Dissolve yeast and sugar in 1/2 cup warm water in a small bowl; let stand 5 minutes.

Place bread flour, whole-wheat flour, and salt in food processor, and pulse 4 times or until blended. With processor on, slowly add yeast mixture and remaining 1 cup warm water through food chute; process until dough leaves sides of bowl and forms a ball. Process 15 additional seconds.

Turn the dough out onto a lightly floured surface, and knead 3 or 4 times. Place the dough in a large bowl coated with cooking spray, turning to coat top.
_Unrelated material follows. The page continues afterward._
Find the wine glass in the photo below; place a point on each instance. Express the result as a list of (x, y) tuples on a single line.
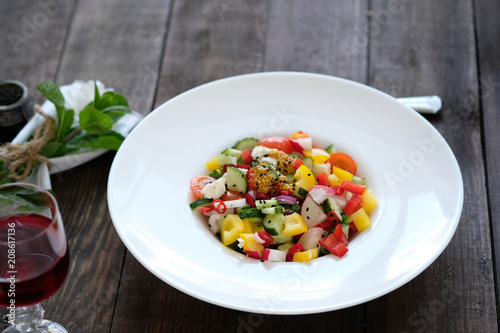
[(34, 255)]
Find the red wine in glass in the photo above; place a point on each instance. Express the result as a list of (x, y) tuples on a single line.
[(39, 272), (34, 256)]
Cover and let rise in a warm place (85 degrees), free from drafts, 45 minutes or until doubled in bulk.

Punch the dough down, and turn out onto a lightly floured surface; knead 3 or 4 times. Cover and let rest 5 minutes. Divide the dough in half (Or see Notes for different rolls/buns shapes etc. At bottom of recipe), and roll each portion into a 17 x 9-inch rectangle. Roll up each rectangle, starting with a long edge, pressing firmly to eliminate air pockets; pinch ends to seal. Place each roll, seam side. down, in an 18-inch-long baguette pan coated with cooking spray (Or place diagonally on cookie sheets) and sprinkled with cornmeal. Cover and let rise 45 minutes or until doubled in bulk.

Uncover the dough; using a sharp knife, make 6 diagonal cuts 1/4 inch deep across top of loaves. Spray loaves with water. Bake at 400 degrees for 25 minutes or until loaves sound hollow when tapped.

Remove from pans; cool on wire racks. Yield: 2 loaves, 12 servings per loaf.